Ask HN: Is a roommate finding platform for leasing a good idea? - josemcm
I am thinking about creating a platform that helps people find roommates in order to rent a place together and I would like to know some opinions from the HN community regarding the business model and features.<p>1. Do you think there is room for another player? There are a lot of platforms out there, some better than others, tho I still find it curious how some people still rely heavily on craigslist&#x2F;reddit for this.
2. What are the main features that would convince you to use something like this if ever?
3. What is the business model that would attract you? Would you pay more for freemium, or a subscription-based model?<p>Thanks!
======
eksemplar
Is it a good idea? Yes. But the value of a roommate finding platform isn’t the
platform it’s the amount of people who use it.

That’s why most people use traditional social media. A few shares on Facebook
and you’ve reached thousands of local people.

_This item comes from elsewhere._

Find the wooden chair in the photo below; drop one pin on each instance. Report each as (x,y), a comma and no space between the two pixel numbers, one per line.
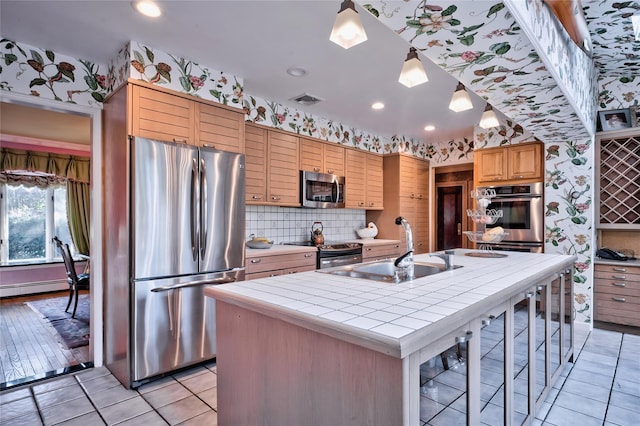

So for a business idea, your focus should be on adoption. I mean, any web
developer can build a roommate finding website in a few weeks.

------
sh87
I'd start with looking at a sub-segment that you can reach within the larger
roommate seeking group of people you plan to target.

Say people moving for work for example. I'd first pick an area that is fertile
with people moving for work and seeking roommates. I'd then pitch this
platform to as many work places that I possibly can. Give out
stickers/pamphlets/freebies and ask them to be handed to new/potential
employees or at least get them to recommended you to to such folks.

Next, I'd reach out to popular communities that are roommate friendly and do
the same to try to get them to recommend your platform to folks seeking
roommates.

Next, keep track of every lead, every post on CL/Reddit/Fb in that area of
focus to gain some sort of edge or insight into your customers needs.

That should provide enough data to plan next steps.